It’s only been a week that most of my friends have gone to camp & elsewhere for their summer endeavors, and I miss them more than I have since they left. This past week has been difficult for me, realizing the lack of communication between my friends & I (camp reception is tops). I’ve noticed that we share the same desires: community. Over this past year, we’ve created this community that is close-knit & full of grace. My community is elsewhere as I type. It’s a weird feeling not being able to see them as often as I’m used to. I miss the communication- the desire for bigger & better things, the desire for growth & helping each other grow. I just miss them.
I remember a conversation that a friend & I had around this time last year. He was afraid that things would change once we all came from camp in August. I reassured him that we’d only get closer (which we eventually did). I’m now in his position, ever fearful that the people I’ve grown to cherish more & more each day would grow closer over the summer, only leaving me to wonder what it would be like if I had gone to camp with them.
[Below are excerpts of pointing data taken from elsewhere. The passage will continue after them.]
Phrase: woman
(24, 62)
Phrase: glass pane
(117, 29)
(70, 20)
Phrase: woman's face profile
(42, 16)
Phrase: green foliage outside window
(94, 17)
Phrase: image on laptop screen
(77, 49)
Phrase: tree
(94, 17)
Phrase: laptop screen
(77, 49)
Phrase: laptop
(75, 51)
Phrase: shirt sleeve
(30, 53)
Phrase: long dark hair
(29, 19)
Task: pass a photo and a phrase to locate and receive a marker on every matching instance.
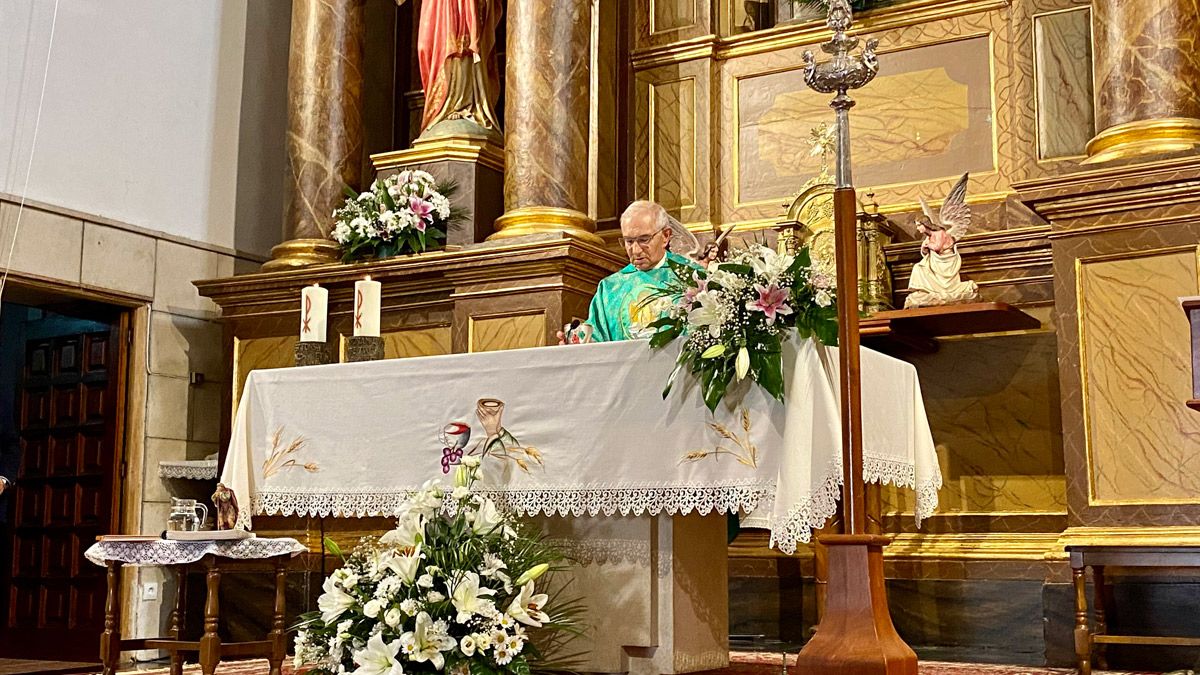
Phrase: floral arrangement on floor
(405, 213)
(454, 587)
(735, 315)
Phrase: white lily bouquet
(454, 587)
(733, 317)
(405, 213)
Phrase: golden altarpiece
(1081, 213)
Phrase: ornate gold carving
(545, 220)
(985, 545)
(759, 42)
(1145, 137)
(303, 252)
(1138, 536)
(473, 149)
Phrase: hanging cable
(33, 148)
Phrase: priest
(623, 308)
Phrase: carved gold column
(324, 126)
(1147, 65)
(546, 119)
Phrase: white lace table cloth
(167, 551)
(574, 430)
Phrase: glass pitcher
(186, 515)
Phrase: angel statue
(456, 53)
(935, 279)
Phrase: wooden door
(69, 420)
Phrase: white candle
(366, 308)
(313, 314)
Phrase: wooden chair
(1098, 557)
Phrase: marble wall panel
(993, 406)
(259, 353)
(672, 156)
(1062, 52)
(433, 340)
(672, 162)
(507, 332)
(1135, 364)
(928, 115)
(766, 114)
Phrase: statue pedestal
(475, 163)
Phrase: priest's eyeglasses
(643, 240)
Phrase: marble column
(324, 125)
(546, 119)
(1147, 65)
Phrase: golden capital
(546, 220)
(303, 252)
(1145, 137)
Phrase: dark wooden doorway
(67, 414)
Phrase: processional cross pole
(856, 634)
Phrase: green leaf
(331, 547)
(664, 338)
(768, 371)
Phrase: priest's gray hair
(687, 242)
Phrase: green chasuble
(619, 311)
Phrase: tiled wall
(178, 336)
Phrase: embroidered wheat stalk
(282, 457)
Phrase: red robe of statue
(456, 53)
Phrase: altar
(582, 438)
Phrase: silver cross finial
(845, 71)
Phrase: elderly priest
(623, 308)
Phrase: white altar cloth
(585, 431)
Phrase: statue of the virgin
(456, 52)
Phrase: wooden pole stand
(856, 634)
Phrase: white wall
(143, 113)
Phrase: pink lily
(689, 296)
(772, 302)
(420, 208)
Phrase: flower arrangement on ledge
(733, 317)
(405, 213)
(454, 587)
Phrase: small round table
(214, 556)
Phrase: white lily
(527, 607)
(743, 363)
(486, 518)
(423, 644)
(409, 531)
(378, 657)
(334, 601)
(406, 565)
(707, 314)
(468, 597)
(492, 563)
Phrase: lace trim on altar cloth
(583, 501)
(189, 470)
(804, 515)
(165, 551)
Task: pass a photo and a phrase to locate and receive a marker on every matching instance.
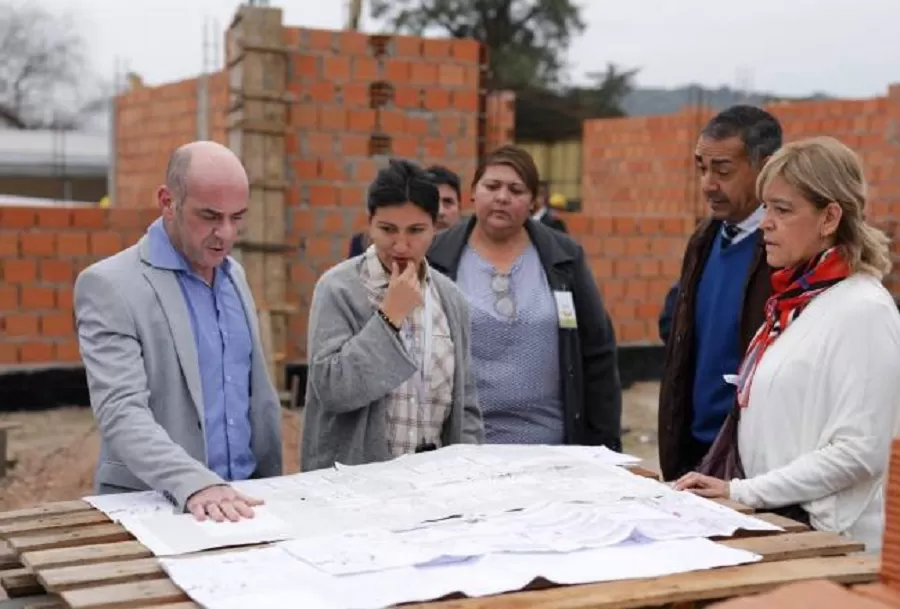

However, I was also thinking upon how my group of friends has flourished over the last year. I focused on the fact that we’re always going out of our way to ask about each others’ days, or simply asking if we’re down for a coffee chat. It’s wonderful to have people in your life who genuinely care. I’m extremely blessed by their presence in my life.
My friends are serving at camp, where they will be telling kids about Jesus. I am here, hoping to meet new kids as they come to youth group this summer. This month is about intention, so intentional I will be; always reaching out, always keeping the lines of communication open.
Therefore I’ll write letter after letter, expressing my worries in hopes that I will get a response filled with reassurance. I will pray & strive for a closeness that is unlike anything we’ve ever experienced. I’m hoping this isn’t a test of the friendship we’ve based on mutual respect & grace, but a stronger bond that will form. Hopefully my worries will be put to rest.